In the end, it is better to have potentially slow code than non-working code. The slow code can be inspected and studied and can be optimized later.
My Docker Utopia
Having one piece of code in a Docker container is a good start. But in a better world, we take it one step further. I want to have the entire pipeline from having only raw data to published paper captured in a reproducible workflow.
There I propose the following architecture, which I dub The Science Machine (TSM). The exact details and architecture of The Science Machine are still a bit vague but the global idea is that it should do the following. Suppose you published a paper (Congratulations!). I want to be able to recreate the paper from only the raw, unfiltered, freshly-acquired data. TSM is a Docker container which has the raw data and LaTeX sources attached to it. TSM’s main entry point is called main
which looks something like this:
main():
perform_data_filtering()
process_data()
generate_results()
compile_latex()
perform_data_filtering
– as the name suggests – processes and selects your raw data based on deterministic and reproducible criteria. This should prevent cherry-picking data because it supports your hypothesis and articulate why you exclude certain data points. It can also do certain transformations such that your data is ready for the next step.
After this, you should have the data on which you draw your conclusions. In the step process_data
you do your post-processing, statistical analysis, Deep Learning, etc. Then you should have trained models and other output on which you base your results. This step is easily merged with the next, generate_results
, which should spit out plots, confidence intervals, hypotheses, tables, etc. These should be all your presentable results. These results are saved in a known location in a fixed format such that the results are unambiguous in what they mean and where they are derived from.
In the final step, compile_latex
, you take the results from the known locations and place them in the correct locations in your paper, as described by the LaTeX documents. This should produce a document which is exactly the same as the published paper if you use the same raw data.
In the end, this should help everybody because the researcher is being explicit about their choices which should help the quality of their research and the ability to express and transfer their work. It also helps supervisors because all work and choices are explicit, progress is quantified and errors are easily spotted.

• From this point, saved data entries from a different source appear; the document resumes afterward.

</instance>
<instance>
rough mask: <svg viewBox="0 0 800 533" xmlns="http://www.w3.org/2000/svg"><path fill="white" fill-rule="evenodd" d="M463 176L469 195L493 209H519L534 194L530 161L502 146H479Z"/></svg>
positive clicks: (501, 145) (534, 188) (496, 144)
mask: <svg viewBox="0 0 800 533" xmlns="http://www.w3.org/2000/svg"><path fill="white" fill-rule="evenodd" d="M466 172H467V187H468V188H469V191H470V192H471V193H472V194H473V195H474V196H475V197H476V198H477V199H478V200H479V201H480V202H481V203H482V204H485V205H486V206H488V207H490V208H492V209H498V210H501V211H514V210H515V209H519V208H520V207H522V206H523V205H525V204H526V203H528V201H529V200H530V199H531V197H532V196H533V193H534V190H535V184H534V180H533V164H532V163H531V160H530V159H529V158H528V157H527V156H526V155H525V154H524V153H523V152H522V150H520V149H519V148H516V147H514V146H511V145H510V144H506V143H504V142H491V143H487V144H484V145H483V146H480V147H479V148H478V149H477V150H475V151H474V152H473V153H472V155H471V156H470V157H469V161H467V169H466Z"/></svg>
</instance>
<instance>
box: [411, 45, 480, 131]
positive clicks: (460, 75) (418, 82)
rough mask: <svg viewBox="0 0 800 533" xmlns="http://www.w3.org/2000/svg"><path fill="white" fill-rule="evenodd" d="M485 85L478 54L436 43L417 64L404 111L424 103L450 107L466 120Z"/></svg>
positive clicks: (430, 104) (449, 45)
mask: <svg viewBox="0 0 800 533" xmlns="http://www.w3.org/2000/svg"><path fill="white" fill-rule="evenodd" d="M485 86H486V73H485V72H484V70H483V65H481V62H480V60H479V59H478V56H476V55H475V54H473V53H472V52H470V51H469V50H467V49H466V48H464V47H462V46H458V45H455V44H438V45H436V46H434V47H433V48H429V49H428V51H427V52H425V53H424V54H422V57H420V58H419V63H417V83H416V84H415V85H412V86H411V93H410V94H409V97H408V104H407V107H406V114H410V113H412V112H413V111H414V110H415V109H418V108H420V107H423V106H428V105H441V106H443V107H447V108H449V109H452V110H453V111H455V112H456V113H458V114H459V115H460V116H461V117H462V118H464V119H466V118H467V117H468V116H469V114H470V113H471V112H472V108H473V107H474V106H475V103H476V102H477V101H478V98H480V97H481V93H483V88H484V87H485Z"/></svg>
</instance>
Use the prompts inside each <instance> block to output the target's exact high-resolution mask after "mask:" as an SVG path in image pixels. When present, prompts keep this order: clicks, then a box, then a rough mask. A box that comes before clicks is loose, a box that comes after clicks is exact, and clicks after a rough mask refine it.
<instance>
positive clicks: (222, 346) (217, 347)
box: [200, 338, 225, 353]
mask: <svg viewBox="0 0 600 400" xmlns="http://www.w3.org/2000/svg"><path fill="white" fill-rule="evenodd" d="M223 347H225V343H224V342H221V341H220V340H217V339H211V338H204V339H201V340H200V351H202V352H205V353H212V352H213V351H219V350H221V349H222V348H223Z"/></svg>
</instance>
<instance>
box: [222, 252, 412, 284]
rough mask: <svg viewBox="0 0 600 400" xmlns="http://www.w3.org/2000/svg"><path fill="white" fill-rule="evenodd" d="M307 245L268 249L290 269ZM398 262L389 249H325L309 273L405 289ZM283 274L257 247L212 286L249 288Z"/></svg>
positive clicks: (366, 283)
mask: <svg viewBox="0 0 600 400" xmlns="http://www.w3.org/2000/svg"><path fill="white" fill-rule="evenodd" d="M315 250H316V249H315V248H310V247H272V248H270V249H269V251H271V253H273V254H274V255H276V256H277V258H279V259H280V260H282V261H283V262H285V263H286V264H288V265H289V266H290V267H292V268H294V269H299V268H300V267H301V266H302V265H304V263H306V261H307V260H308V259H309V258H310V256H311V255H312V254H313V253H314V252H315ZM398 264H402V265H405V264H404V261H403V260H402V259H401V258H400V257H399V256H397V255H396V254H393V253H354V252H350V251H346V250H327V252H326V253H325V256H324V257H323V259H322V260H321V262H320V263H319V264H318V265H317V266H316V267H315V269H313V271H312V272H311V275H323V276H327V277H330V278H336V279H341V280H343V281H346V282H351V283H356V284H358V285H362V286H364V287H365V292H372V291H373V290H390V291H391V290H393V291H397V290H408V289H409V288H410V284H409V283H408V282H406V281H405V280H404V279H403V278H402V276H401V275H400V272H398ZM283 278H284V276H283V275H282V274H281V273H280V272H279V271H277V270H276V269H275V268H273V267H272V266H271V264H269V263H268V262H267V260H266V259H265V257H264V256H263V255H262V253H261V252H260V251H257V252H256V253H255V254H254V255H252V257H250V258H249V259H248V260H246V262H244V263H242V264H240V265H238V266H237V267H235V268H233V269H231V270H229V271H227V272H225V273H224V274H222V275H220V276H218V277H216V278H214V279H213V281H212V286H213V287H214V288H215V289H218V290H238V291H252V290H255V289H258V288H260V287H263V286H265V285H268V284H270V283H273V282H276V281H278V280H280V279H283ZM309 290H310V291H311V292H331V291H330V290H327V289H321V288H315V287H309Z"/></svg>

It also helps other researchers because work is reproducible. All you have to do to reproduce results is to attach your own data and run TSM. In the end, it should create the same results.
Conclusions
By now, I hope to have convinced you of the value that Docker might offer for reproducible science if your output includes software. Having an explicit, fixed, and isolated environment is a prerequisite for software that is expected to always produce the same results, given the same data. Still, I think we can still do better by capturing the entire data processing pipeline in fixed environments. This is what I want to achieve by introducing The Science Machine.